Yes we are still an option. We agreed to lend you the funds but we are awaiting a 2 million subscription to hit our account. Until we receive those funds. I will not be able to move forward. I spoke with Keith this morning again and he said we should receive it by the end of the month. Sorry for the delay.

  1. The above is not, in my view a commitment to lend. The words “we are still an option” indicate that no firm agreement had been put in place. Further the Defendant has exhibited a further email from the same Mr. Thomas which states:

I will do the loan. I have approval for the loan. We agreed that you would pay off 300k and I would give you a loan for 600K…

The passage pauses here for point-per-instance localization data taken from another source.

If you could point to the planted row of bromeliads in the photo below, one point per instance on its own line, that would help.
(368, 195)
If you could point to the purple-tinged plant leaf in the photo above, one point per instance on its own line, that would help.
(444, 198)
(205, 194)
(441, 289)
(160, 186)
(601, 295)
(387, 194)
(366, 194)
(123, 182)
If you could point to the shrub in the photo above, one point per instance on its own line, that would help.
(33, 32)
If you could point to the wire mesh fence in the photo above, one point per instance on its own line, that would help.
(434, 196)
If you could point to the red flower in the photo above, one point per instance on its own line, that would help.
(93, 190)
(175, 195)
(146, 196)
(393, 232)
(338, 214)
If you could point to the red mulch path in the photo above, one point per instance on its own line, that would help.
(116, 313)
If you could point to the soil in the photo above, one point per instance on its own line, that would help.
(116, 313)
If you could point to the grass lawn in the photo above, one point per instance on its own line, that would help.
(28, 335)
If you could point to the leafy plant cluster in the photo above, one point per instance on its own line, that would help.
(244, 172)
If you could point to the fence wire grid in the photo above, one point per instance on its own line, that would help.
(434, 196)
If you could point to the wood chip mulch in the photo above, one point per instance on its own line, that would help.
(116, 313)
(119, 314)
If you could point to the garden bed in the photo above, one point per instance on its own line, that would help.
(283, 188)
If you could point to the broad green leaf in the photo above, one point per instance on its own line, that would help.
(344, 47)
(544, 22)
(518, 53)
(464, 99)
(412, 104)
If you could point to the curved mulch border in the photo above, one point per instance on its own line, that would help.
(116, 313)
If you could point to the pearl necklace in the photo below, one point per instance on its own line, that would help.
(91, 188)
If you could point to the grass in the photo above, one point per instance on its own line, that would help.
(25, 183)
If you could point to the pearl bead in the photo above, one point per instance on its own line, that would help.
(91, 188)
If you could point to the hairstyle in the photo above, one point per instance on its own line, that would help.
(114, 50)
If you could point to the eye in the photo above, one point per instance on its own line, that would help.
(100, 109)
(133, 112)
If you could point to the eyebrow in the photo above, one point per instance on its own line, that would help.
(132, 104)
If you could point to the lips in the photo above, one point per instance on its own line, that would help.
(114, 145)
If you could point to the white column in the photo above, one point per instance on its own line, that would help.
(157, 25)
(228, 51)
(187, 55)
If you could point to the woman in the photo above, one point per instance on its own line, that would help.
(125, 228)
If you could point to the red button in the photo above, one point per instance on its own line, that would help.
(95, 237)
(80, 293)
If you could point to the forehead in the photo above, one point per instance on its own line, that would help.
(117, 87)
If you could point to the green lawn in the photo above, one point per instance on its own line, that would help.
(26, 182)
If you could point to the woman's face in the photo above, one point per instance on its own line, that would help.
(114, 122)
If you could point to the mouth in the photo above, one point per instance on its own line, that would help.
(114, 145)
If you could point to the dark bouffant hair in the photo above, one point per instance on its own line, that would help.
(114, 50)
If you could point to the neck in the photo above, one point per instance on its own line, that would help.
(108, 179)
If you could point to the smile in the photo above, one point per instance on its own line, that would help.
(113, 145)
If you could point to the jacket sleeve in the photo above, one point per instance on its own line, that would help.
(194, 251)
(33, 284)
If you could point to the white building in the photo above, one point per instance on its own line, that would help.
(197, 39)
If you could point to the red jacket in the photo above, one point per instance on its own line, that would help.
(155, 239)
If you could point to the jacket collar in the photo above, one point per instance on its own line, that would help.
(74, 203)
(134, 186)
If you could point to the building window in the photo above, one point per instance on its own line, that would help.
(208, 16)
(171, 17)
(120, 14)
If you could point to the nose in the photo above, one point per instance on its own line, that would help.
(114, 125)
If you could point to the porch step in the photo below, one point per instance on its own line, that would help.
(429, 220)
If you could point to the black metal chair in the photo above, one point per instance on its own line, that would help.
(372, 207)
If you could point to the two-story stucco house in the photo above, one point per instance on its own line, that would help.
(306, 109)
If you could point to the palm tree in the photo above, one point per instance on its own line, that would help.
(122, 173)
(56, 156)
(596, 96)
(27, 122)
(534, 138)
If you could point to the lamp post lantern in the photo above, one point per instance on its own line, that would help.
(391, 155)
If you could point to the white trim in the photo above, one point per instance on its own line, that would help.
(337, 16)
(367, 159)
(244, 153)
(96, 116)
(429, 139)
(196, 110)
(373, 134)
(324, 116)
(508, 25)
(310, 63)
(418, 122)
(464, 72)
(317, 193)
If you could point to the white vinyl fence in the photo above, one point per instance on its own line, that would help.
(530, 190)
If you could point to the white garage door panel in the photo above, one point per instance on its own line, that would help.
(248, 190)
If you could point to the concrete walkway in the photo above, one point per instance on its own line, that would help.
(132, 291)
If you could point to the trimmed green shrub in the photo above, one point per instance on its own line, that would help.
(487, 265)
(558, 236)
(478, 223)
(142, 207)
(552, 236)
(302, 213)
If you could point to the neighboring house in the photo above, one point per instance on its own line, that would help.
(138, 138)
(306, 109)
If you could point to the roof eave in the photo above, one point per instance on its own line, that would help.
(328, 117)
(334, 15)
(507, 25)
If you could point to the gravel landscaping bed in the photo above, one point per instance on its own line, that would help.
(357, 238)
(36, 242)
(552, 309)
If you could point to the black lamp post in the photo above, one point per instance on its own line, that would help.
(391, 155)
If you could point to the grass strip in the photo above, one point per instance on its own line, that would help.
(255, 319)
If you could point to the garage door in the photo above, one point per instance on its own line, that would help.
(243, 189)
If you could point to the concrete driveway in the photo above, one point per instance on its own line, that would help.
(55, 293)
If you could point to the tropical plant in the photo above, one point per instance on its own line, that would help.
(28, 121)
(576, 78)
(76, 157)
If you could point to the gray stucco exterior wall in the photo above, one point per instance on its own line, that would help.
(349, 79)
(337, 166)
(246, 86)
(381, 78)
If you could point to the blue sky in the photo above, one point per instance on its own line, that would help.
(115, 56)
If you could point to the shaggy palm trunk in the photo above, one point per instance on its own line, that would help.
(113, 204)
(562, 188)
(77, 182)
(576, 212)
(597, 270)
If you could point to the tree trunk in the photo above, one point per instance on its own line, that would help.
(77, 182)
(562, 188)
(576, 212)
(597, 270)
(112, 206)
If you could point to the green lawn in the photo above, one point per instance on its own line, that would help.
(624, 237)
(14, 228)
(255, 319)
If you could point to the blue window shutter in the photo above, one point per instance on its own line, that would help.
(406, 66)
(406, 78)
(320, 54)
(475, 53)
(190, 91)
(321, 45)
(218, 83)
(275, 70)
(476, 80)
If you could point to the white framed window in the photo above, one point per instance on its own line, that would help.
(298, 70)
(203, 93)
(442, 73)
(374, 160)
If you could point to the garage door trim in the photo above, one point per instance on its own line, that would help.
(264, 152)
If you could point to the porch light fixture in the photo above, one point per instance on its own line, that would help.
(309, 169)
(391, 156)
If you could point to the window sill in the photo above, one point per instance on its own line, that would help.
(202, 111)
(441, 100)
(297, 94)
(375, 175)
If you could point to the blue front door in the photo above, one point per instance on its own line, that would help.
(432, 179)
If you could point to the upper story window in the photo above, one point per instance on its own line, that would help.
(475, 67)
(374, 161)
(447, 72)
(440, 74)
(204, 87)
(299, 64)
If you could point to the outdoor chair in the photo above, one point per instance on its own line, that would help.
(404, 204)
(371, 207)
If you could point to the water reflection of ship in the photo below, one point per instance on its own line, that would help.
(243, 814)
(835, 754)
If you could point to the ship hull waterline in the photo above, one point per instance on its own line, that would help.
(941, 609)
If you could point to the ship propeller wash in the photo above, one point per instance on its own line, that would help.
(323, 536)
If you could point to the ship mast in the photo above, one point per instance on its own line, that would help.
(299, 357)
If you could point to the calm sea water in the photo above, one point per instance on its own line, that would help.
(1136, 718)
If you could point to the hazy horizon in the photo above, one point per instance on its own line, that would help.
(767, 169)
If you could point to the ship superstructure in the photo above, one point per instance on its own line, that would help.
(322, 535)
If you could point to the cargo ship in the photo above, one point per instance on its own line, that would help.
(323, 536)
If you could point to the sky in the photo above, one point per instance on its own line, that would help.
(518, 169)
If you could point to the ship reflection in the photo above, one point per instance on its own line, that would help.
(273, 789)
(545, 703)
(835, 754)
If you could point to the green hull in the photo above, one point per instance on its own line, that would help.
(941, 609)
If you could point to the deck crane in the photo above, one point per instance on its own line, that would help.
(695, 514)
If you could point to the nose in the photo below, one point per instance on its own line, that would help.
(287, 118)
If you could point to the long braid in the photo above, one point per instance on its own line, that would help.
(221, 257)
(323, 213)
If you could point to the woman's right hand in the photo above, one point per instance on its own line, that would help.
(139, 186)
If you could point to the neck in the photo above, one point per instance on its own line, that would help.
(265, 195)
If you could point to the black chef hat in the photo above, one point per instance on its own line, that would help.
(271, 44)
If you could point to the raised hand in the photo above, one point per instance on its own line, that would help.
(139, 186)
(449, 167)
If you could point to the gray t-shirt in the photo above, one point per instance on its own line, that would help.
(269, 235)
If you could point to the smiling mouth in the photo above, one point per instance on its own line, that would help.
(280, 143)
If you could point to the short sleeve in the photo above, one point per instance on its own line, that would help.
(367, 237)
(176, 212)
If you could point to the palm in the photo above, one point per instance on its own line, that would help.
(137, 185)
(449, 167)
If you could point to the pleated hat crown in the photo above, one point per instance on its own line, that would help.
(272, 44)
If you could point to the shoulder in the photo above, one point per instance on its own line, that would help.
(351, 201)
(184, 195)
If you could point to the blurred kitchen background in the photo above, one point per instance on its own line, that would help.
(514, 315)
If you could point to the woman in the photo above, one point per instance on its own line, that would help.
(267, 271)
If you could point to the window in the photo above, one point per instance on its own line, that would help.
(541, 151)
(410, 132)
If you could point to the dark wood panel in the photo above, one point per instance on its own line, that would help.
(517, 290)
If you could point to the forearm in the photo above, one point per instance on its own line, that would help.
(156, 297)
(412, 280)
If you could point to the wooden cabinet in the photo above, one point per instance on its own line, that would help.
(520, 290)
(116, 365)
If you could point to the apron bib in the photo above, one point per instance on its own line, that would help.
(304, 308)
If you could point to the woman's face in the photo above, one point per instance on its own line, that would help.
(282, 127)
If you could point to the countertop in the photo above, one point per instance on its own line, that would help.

  1. That email was dated 20 March 2015 very nearly 2 years after the original loan agreement. If this email is possible to amount to a further commitment to lend, it appears firstly that any further advance was conditional on the 1st loan being repaid (which it was not) and secondly could not, due to it date, have been an inducement to for the original borrowing.
  2. Turning then to the relief sought by the Defendant. He suggests that there is sufficient equity in the Property and he seeks an equitable solution, but does not explain what he means by this, other than saying he wants 90 days to sell the Property by himself and that if there is to be a sale then only one of the parcels should be sold.
  3. If there is sufficient equity in the Property then that is a good position. It will mean that the Defendant will, upon sale of the Property, have a return, which possibility diminishes with the passage of time given that no payments are being made. If the Plaintiff is granted the order to sell by private treaty it is under an obligation to obtain the best possible price for the Property (see Tse Kwong Lam -v- Wong Chit Sen [1983] 3 All E.R. 54) and to account to the Defendant for any surplus proceeds of sale after the indebtedness has been satisfied. In the same vein, if there is more than sufficient equity in one or the other of the parcels then the Plaintiff will only have to sell one of them in order to pay off the borrowing, but I am not of the view that the Plaintiff should be prevented from marketing both parcels it has a charge over. In my view this will afford the best possibility of an early sale as it provides options.
  4. As for being given 90 days to try and sell the Property himself, the Defendant has had notice of these proceedings since before 28 March 2022 and says in his affidavit that he has been trying to sell the Property since at least September 2019. To my mind, keeping the Plaintiff waiting a further 90 days will achieve nothing. It is also the position that there is nothing preventing the Defendant from continuing to try and secure alternative financing or find a purchaser himself.

Disposition

  1. The Plaintiff shall have permission to sell the subject Property by private treaty, the Court having had regard to the proceedings and the conduct of the parties and allowing a variation of section 72 RLO.
  2. With respect to the additional relief sought in the summons paragraph No. 2 of the order sought is granted to the extent that a purchaser is found by the Plaintiff it shall have conduct of the sale. I am not minded to restrict the Defendant from continuing his efforts to find a purchaser, if that is what was intended.
  3. Paragraph No. 4 of the relief is superfluous and is to be removed. The balance of the relief is granted.